Here are some thoughts in response to Gerardo Dada’s thoughtful December 25, 2014 LinkedIn post, “The Mirage of Data.” Each numbered statement is quoted directly from Dada’s original post, with our response just below that:
“1. Data only looks at the past”
MindEcology response: True, but that fact alone does not render data useless. Past trends can often be extrapolated to likely future events with high confidence levels, but admittedly they can never be relied on to predict the future with 100% accuracy. At the end of the day, predicting possible futures based on past data is much more likely to get you closer to the truth than completely ignoring the past.
“2. Data cannot answer ‘why’ and fails to capture emotion”

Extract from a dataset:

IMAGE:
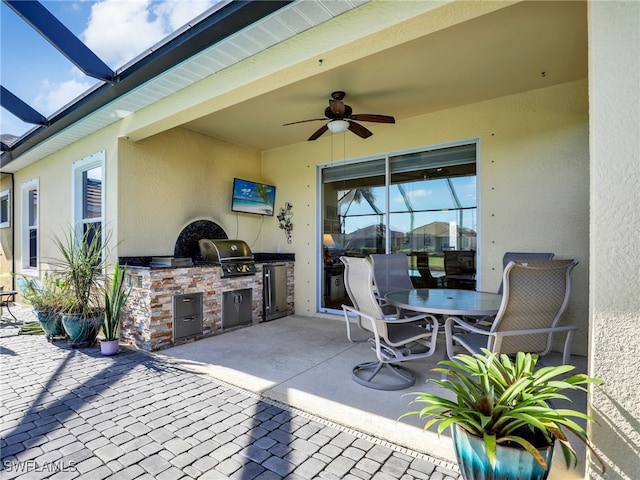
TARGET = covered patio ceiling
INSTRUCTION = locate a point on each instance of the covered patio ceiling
(522, 47)
(514, 47)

MindEcology response: True: we data geeks are quite used to repeating the mantra “correlation is not causation.” But again, this fact doesn’t keep us from leveraging data to make sound decisions. Data doesn’t need to tell us the “why” in order to be an effective predictor of possible future scenarios. Rather, it just needs to show (or not show) statistically significant correlations in order to point towards the best path of effective action. We can leave the “why” to philosophers.
“3. Data is always biased”
MindEcology response: No statement is always true, including this one. Example: if my server log counts 100 visits to my Home page on a given day, we can safely take that to mean 100 visits; not a lot of room for bias (provided that my server log is working properly). However, data gets more biased when we start drawing conclusions about what we “should” do with the data we have collected. For example, it is a well-known bias that we collectively tend to look at the data we want to see – the data that supports our per-conceived notions – rather than looking at the entirety of the data. But it’s important to remember that it’s not usually the data that is biased – it is we, the interpreters of that data – who need to do our best to check our biases at the door as best we can.

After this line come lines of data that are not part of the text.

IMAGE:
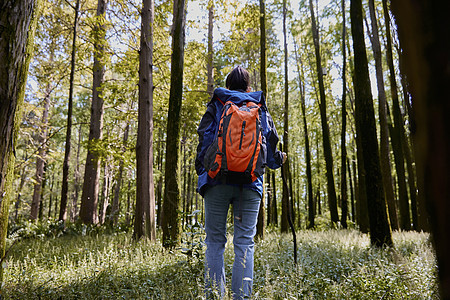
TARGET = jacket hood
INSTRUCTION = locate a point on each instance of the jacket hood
(238, 97)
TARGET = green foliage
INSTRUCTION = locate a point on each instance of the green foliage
(334, 264)
(26, 229)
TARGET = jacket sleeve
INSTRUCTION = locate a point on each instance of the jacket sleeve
(206, 132)
(274, 156)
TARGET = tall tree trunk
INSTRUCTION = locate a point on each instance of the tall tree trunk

“4. We often look at the data we can collect, not the data we need”
MindEcology response: Agreed. A corollary to this proposition: we often look at the wrong data, or worse, we look at data just for data’s sake. A savvy analyst will home in on the small handful of data points that matter to her business decisions and purposefully filter out the noise.

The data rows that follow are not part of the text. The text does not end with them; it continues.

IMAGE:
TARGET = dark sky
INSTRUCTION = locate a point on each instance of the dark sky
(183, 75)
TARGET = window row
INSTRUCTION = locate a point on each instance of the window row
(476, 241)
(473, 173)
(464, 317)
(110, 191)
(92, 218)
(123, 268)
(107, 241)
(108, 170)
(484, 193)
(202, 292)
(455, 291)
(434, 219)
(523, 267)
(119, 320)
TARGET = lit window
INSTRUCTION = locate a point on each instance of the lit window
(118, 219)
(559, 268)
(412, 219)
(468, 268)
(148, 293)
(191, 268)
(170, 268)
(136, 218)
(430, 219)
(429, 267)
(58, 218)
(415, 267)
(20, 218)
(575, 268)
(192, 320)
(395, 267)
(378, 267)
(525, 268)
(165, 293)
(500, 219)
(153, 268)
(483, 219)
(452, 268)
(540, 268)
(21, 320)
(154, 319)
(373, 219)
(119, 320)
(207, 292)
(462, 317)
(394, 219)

“5. Data makes it easy to confuse correlation with causation”
MindEcology response: Agreed. See above. But again, that doesn’t always matter. We don’t have to know the flow of causation in order to draw conclusions based on correlations. For example: if the data show that my best locations have historically performed better when located within two city blocks of an office park, this fact doesn’t mean for certain that people from the office park are directly bringing me business. The business could very well be coming from somewhere else. That said, if the data shows such a trend across multiple samples with a strong level of statistical significance, I had darn better well not ignore the finding when making future site selection decisions.
“6. The delusion of a single explanation”
MindEcology response: Agreed. Reality is complex and multi-dimensional. Relying on a handful of data points to explain complex realities is tantamount to extreme prejudice or worse, total insanity. However, explanations are often not what are required to make business decisions. If it’s raining outside, I’m going to put on a raincoat in order to stay dry before going out. This would be my likely course of action, regardless of whether the fact that it is raining tells me anything meaningful about why the world is the way it is or how the world works (again, leave that part to the philosophers).
“7. More data is not better data”
MindEcology response: Completely agreed and well said. In fact, almost always, less is more.